Irreversible changes in the Earth’s climate system hit the poorest people in developing and emerging countries particularly hard. If the goals of the Paris Agreement are missed, a just and sustainable global development remains unattainable in the long run, according to a central conclusion of the study.
Currently, the emissions of industrialised countries are stagnating at high levels. The emissions of developing countries and emerging economies continue to rise and already account for two-thirds of total global greenhouse gas emissions. In the medium term, low-middle income countries and poorer developing countries will contribute significantly to global emissions.
Prof. Dr Anna-Katharina Hornidge, Director of DIE, therefore emphasises: “The industrialised countries bear a substantial responsibility as the historical perpetrators of climate change. Nevertheless, the goals of the Paris Agreement can only be achieved with all countries, including developing and emerging economies, on board. Yet, their climate policy efforts depend on their own climate policy ambitions, as well as on credible, predictable and reliable support from the industrialised countries.”
According to the study, global energy consumption is the linchpin for a stable climate. Therefore, the supply and demand of emission-intensive energy must be reduced. An effective CO2 price, the gradual dismantling of subsidies for fossil fuels, the implementation of border adjustment measures and improved risk management can make a decisive contribution to creating favourable framework conditions at national and international levels. In this way, development policy can support the shaping of transformative change in developing countries and emerging economies.
Prof. Dr. Niklas Höhne, Founder of NewClimate Institute, emphasises: “More and more countries are declaring their intention to achieve net zero emissions in the near and medium-term. This is an encouraging sign for growing momentum in climate protection. It is now important to set the right course in good time and to ensure that these words are followed by deeds through progressive national policy-making and targeted international cooperation. The next decade is crucial.”
The study was financed by the German Federal Ministry for Economic Cooperation and Development (BMZ). Dr. Gerd Müller, Federal Minister for Economic Cooperation and Development, says: “Time is running out if we want to keep the 1.5°C target alive. And it is equally true to say that sustainable development is not possible without a resolute global policy to tackle climate change. The new DIE/NCI study underlines that we need to overcome our tunnel vision on climate action with its narrow focus on national answers. Emerging and developing countries are central to achieving the climate targets.“
The researchers emphasise that it is essential for effective climate and development policy that all countries formulate more ambitious national climate contributions (NDCs) and develop long-term strategies (LTS) for decarbonisation, as stipulated in the Paris Agreement.
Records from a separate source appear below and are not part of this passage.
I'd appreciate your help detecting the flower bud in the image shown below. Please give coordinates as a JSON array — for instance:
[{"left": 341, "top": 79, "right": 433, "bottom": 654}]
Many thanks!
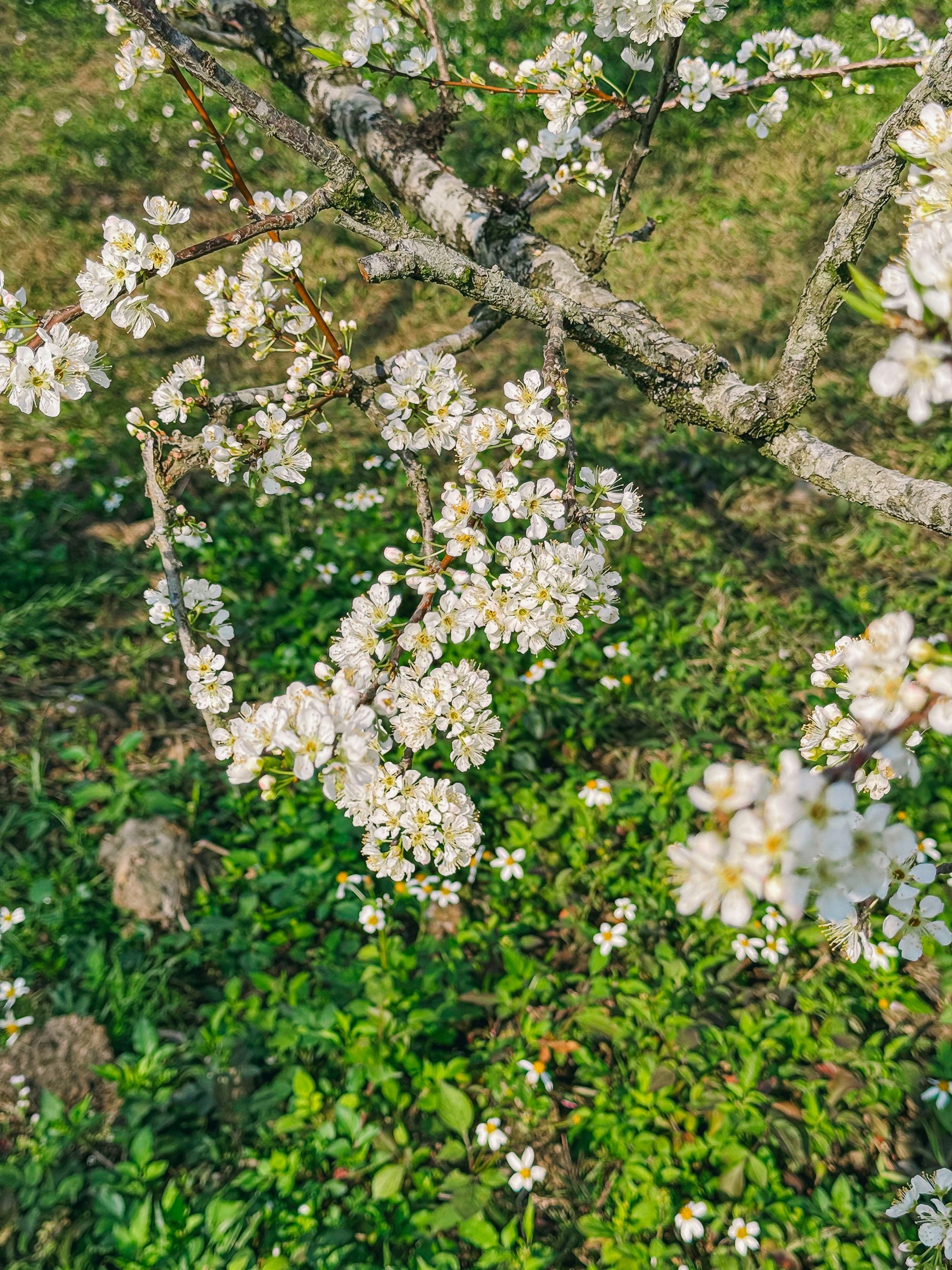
[{"left": 906, "top": 639, "right": 936, "bottom": 662}]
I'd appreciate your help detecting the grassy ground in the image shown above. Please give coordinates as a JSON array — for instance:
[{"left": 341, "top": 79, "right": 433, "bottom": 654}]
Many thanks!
[{"left": 0, "top": 0, "right": 952, "bottom": 1270}]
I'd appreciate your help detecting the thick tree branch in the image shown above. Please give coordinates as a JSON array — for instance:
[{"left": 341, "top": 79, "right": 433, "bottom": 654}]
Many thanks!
[
  {"left": 772, "top": 40, "right": 952, "bottom": 418},
  {"left": 116, "top": 0, "right": 408, "bottom": 233},
  {"left": 158, "top": 0, "right": 952, "bottom": 532},
  {"left": 761, "top": 428, "right": 952, "bottom": 535}
]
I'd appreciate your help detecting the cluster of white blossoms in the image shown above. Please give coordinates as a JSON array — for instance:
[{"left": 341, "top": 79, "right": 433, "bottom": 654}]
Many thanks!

In order to improve the international conditions for transformative change, it is also important that the international financial system is aligned with the goals of the Paris Agreement and that the funds for international climate financing are increased.
The authors make concrete recommendations for five policy areas at the intersection of climate policy and sustainable development. They show how, within the framework of stronger international cooperation, it can be possible to modernise power generation worldwide, to make urbanisation climate-friendly, to secure the world’s food supply with low emissions, to protect forests and ecosystems and to use water sustainably. Project examples from Uganda, Bangladesh, Madagascar, Indonesia and Zambia underline the promising possibilities of targeted climate and development cooperation in these fields of action.